5) For ITC determination of TonB binding to FoxA/ferrioxamineB, FoxA appears to have been "pre-loaded" with ferrioxamine B. Please provide more information on how this was done, and how estimated occupancy could affect the observed results. For example, given an ITC determination of ferrioxamine K_d for FoxA of 180 +/- 140 nM (78% fractional error), a 1:1 complex of FoxA:ferrioxamineB at 15uM will be ~90% occupancy, so the determined thermodynamic parameters are a combination of +/- substrate-bound FoxA.

The reviewer is correct. For the ITC titration of TonB into FoxA/FoaB, we “pre-loaded” FoxA with ferrioxamine B by dialyzing FoxA in nanodiscs against 1 mM (excess) FoaB. We have added this information to the Materials and methods section now.

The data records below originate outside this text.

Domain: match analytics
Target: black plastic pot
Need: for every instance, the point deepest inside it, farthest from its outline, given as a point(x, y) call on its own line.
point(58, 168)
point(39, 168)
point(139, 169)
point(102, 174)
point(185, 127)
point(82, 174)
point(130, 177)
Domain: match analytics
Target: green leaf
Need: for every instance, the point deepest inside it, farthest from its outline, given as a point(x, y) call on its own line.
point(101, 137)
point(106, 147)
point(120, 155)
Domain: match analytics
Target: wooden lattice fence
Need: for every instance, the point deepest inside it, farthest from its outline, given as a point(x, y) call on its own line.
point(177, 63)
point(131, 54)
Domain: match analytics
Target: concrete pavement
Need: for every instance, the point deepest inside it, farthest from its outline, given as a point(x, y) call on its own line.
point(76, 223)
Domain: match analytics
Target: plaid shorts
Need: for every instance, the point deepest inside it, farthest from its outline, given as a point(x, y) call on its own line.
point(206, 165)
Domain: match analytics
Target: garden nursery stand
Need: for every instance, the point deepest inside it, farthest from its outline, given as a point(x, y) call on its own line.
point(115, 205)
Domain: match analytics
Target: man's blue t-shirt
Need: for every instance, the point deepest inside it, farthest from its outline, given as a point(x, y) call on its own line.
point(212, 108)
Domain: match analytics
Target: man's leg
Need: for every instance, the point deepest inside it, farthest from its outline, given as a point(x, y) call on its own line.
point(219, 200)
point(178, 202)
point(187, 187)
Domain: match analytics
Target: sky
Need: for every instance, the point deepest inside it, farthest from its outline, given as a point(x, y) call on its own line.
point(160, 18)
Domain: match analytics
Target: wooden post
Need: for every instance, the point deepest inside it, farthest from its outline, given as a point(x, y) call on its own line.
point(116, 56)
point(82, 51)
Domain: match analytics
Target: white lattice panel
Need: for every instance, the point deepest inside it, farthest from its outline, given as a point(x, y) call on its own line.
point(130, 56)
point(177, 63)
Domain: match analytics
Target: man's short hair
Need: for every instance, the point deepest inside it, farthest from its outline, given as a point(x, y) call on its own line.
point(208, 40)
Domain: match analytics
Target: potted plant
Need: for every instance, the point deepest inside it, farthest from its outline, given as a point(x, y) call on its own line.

Given a K_d of 100-200 nM for the binding of FoaB to FoxA (from fluorescence or ITC measurements, respectively) this excess of FoaB during the “pre-formation” of the FoxA/FoaB complex ensures that > 99.9% of FoxA is substrate-bound. This enables a clear distinction of binding parameters between binding of TonB to apo FoxA vs. TonB-binding to the FoxA/FoaB complex.

The errors of all ITC measurements have been updated according to our new triplicate repeat measurements (see Table 2 in Supplementary file 1). Initially, we reported fitting errors of single experiments. Now we report SD errors from triplicate titrations, which result in much lower fractional errors.

6) The term "novel insights" should be eliminated from the title (and elsewhere in the text). Instead the emphasis should be more on this being the first ternary structure (transporter/substrate/TonB[C-terminal periplasmic domain]) for a transporter with an N-terminal signaling domain – and a novel orientation of TonB.

We followed the suggestion of the reviewer/editor and eliminated the term “novel insights”. We have changed the title to “Ternary structure of the outer membrane transporter FoxA with resolved signaling domain provides insights into TonB-mediated siderophore uptake”. This title now puts further emphasis on the fact that the structure presented in this manuscript is the first ternary structure of a TBDT including a signalling domain.

This aspect as well as the different orientation of the TonB_Ct (compared to previous studies) has also been emphasized in the Results section:

“Overall, the structure of the ternary FoxA-ferrioxamineB-TonB_Ct complex presented in this work reveals both the structure of the N-terminal signalling domain as well as a markedly different orientation of the TonB_Ct relative to the TBDT compared to previously determined ternary structures of FhuA and BtuB (Pawelek, Croteau et al., 2006, Shultis, Purdy et al., 2006).”